CB: Have you been surprised by how the choreographers interpreted the songs?
OTR:We have always encouraged and left room for listeners to our music to form their own response to the songs. Everyone can lay the transparency of their particular life on a good song and find points of intersection. But everyone’s story is unique. So we are completely comfortable with and inspired to see the results of the choreographers’ interpretations. Singing and dancing are both some of the most intense emotional human expressions available to us, so the combination, to us, is wonderful and very moving.
 
CB: Cincinnati Ballet and the community have been thrilled and excited about this collaborative performance since it was announced last spring.
OTR: Yes, we are thrilled too, and creative energy and excitement is contagious. We love finding new ways of presenting our music, and this is one of the most exciting collaborations of our 20-year career.
 
Being from Cincinnati, you have a long-term relationship with this city, the same city that supports a prominent, full-time resident ballet company. Can you reflect on that connection?
Cincinnati has been supportive to us over the years, and we have tried to continually find ways of expressing gratitude for this support.

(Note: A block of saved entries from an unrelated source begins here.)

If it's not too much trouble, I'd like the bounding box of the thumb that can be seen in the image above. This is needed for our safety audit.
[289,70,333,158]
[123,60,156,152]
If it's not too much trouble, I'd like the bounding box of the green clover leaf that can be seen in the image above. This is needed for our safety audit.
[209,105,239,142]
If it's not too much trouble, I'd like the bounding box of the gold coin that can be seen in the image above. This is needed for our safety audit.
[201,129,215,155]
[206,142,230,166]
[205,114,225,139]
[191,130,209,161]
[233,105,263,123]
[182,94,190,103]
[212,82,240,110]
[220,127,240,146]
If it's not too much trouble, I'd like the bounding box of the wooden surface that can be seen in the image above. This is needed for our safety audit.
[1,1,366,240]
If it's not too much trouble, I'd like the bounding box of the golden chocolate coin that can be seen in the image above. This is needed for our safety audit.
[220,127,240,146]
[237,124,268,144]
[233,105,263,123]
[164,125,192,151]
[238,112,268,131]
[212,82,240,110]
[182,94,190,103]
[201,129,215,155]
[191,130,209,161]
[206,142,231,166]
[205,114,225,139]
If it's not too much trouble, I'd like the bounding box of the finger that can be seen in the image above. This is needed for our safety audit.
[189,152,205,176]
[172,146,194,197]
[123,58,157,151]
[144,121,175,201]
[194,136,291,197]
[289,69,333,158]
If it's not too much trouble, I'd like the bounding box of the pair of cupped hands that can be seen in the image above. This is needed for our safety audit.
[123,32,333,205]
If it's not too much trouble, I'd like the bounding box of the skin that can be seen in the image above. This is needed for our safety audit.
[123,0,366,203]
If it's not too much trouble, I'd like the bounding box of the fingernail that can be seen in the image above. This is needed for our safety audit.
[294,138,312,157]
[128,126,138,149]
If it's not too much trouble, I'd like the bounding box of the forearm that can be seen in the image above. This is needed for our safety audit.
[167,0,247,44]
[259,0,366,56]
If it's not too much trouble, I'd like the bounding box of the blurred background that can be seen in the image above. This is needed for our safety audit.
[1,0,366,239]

Remaining rooted in Ohio and using Cincinnati as our home base, as opposed to relocating the band to Nashville or New York is the most obvious expression of our gratitude. In 2011 it feels more real to have a home to operate from as opposed to jumping in to a city to try to advance a career. Cincinnati should be proud of its ballet company, its symphony orchestra, its cultural heritage – and the fact that our music can be an ongoing part of Cincinnati’s cultural life is of course an honor.
 
Any thoughts on the uniqueness of the collaboration with Cincinnati Ballet (New Works 2009 and 2010, and now Infamous Love Songs)? Not many other bands are taking on a collaboration like this. What attracted you to the project?

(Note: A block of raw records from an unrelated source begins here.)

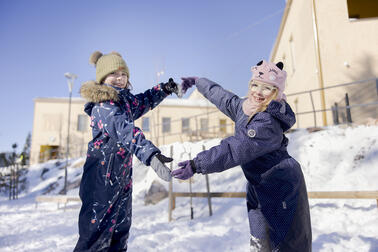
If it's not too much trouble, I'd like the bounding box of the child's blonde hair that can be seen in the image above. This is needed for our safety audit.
[247,80,278,122]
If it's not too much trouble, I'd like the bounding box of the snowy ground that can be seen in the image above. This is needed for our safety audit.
[0,125,377,251]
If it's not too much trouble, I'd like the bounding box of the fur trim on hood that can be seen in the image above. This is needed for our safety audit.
[80,81,119,103]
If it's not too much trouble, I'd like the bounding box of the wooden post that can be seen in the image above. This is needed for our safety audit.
[189,153,194,220]
[9,167,12,200]
[203,145,213,216]
[168,145,173,222]
[205,175,212,216]
[172,195,176,210]
[15,163,19,199]
[195,116,199,141]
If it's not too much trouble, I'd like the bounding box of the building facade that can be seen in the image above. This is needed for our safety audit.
[30,90,234,164]
[31,0,378,164]
[270,0,378,128]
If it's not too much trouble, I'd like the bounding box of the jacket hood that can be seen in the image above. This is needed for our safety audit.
[266,100,296,132]
[81,80,120,116]
[80,81,120,103]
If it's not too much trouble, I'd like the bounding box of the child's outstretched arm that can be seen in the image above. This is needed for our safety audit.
[172,113,282,179]
[93,102,172,181]
[127,79,179,120]
[126,83,168,120]
[195,78,242,122]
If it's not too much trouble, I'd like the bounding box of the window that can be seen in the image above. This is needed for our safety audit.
[39,145,59,162]
[219,119,227,134]
[43,114,61,131]
[162,117,171,133]
[77,114,88,132]
[347,0,378,19]
[289,36,296,74]
[182,118,190,133]
[200,118,209,132]
[142,117,150,132]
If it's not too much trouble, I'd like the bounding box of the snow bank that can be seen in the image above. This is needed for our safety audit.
[0,125,377,251]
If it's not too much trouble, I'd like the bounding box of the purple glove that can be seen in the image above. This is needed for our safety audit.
[171,160,196,180]
[181,77,198,93]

I paid much of my way through college by accompanying ballet classes. I always loved playing the piano with a room full of dancers moving to what I was playing. And I often improvised - made up music on the spot – because I was inspired and caught up in the moment. It’s like a miracle happening in front of your eyes – the music is suddenly alive and three-dimensional. So to Karin and I, it was a perfect idea to let dancers and choreographers bring our songs to life in their own unique way.
 
Do you foresee further cross-disciplinary art projects in the future?
We would like to play with more orchestras, and do an outdoor concert with the Cincinnati Pops Orchestra when the time is right. I would also eventually like to do more film scoring – again the idea of attaching music to motion and emotion.